Di persidangan, Tahta mengaku pernah menerima uang dari Ratna, Sekretaris Johannes Budisutrisno Kotjo sebanyak empat kali di Graha BIP, Gatot Subroto. Seluruh penerimaan itu langsung diserahkan Tahta ke Eni.
"Untuk yang pertama di akhir 2017. Dia (Ratna) menyerahkan amplop ke saya," kata Tahta di Pengadilan Tipikor Jakarta.
Tahta mengaku tidak tahu isi amplop berwarna putih itu, dia hanya diminta menandatangani tanda terima.
Sementara isi amplop baru diketahui Tahta saat penyidikan di KPK, yang ternyata isinya cek dengan nominal Rp 2 miliar.
Kembali Tahta diperintah Eni pada Maret 2018 untuk menemui sekretaris Kotjo. Dalam pertemuan kedua, Tahta menerima dua plastik hitam. Ia tidak tahu isi plastik itu. Kantung tersebut lanjut ditenteng oleh Tahta.
Setelah penyidikan, Tahta mengaku baru mengetahui tentengan itu berisi uang Rp 2 miliar. Uang tersebut diserahkan kepada Eni di rumah Eni pada hari yang sama.
Penerimaan ketiga berlangsung pada 8 Juni 2018. Saat itu, Eni kembali menyuruh Tahta kembali bertemu Ratna. Dalam pertemuan tersebut, Ratna menyerahkan tas paper bag warna cokelat.
"Saya tidak hahu isi Paper bag karena sudah dibungkus rapi. Bungkusan itu langsung saya serahkan juga ke Bu Eni. Di penyidikan jumlahnya Rp 250 juta," ungkap Tahta.
Penerimaan terakhir terjadi 13 Juli 2018 sewaktu penangkapan melalui operasi senyap oleh KPK. Sebelum penangkapan, Ratna menyerahkan amplop. Dia menyampaikan isinya ada Rp 100, Rp 200 dan Rp 200 dengan total Rp 500 juta.

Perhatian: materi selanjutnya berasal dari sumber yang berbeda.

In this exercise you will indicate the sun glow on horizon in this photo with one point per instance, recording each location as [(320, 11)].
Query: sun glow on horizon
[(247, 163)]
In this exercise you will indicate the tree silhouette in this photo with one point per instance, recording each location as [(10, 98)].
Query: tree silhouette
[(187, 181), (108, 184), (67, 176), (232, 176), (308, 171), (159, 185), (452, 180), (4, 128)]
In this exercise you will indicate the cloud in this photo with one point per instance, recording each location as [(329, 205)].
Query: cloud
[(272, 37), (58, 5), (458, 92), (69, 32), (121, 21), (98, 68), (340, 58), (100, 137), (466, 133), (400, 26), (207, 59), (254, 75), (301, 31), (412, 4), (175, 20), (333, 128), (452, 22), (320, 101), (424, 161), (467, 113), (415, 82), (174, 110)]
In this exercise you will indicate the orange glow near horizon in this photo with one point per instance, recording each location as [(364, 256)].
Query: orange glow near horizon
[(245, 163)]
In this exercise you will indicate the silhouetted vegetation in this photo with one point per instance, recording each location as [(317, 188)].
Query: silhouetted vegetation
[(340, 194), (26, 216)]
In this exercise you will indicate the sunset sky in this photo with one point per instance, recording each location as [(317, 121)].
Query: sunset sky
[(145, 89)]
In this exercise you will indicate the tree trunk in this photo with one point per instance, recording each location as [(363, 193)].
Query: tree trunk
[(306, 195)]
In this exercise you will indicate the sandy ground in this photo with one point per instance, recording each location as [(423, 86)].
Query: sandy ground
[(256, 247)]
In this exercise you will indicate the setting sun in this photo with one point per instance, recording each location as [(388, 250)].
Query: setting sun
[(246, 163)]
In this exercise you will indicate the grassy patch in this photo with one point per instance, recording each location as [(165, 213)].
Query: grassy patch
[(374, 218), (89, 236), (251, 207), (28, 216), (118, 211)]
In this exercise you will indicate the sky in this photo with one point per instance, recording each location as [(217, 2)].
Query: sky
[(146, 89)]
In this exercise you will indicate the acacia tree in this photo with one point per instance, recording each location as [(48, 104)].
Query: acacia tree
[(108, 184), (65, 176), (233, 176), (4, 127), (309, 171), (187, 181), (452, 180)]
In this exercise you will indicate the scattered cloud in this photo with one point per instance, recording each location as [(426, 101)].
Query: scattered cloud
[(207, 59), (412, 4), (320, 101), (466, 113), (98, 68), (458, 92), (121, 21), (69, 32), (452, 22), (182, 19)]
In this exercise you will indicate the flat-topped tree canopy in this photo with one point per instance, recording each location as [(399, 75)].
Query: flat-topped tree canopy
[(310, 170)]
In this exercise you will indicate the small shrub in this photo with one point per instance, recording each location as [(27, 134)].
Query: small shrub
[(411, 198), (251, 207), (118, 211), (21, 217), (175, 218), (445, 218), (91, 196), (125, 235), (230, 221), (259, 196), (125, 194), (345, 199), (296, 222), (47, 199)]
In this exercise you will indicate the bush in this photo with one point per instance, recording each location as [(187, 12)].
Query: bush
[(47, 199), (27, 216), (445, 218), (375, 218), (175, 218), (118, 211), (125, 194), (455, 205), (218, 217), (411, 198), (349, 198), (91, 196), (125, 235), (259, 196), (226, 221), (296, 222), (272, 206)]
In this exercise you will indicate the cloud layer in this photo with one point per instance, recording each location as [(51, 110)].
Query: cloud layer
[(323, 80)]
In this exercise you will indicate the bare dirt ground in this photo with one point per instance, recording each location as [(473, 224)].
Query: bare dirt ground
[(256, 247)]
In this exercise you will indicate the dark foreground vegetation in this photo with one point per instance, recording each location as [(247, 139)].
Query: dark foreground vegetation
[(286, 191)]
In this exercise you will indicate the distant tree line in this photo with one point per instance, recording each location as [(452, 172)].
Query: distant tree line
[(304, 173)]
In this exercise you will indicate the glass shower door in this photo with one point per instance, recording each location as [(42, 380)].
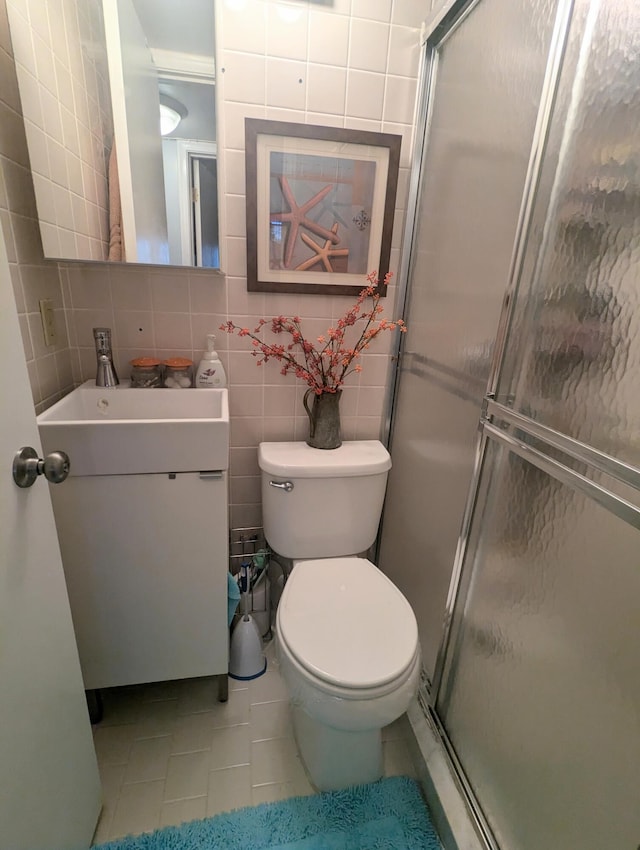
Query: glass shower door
[(540, 696), (483, 110)]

Diketahui sebelumnya, Eni didakwa menerima suap Rp 4,7 miliar dari pemegang saham Blackgols Natural Resources Ltd, Johanes Kotjo. Uang diduga diberikan agar Eni membantu Kotjo mendapatkan proyek PLTU Riau-1.
Proyek rencananya akan dikerjakan oleh PT Pembangkit Jawa Bali Investasi (PT PJBI), Blackgols Natural Resources dan China Huadian Engineering Company yang dibawa kotjo.
Selain Suap, Eni juga didakwa menerima gratifikasi Rp 5,6 miliar dan 40 ribu dolar Singapura dari sejumlah Direktur Perusahaan di bidang minyak dan gas.
Hampir semua uang suap serta gratifikasi yang diterima Eni dialirkan untuk kepentingan sang suami, M Al Khadziq yang mengikuti pemilihan Bupati Kabupaten Temanggung tahun 2018.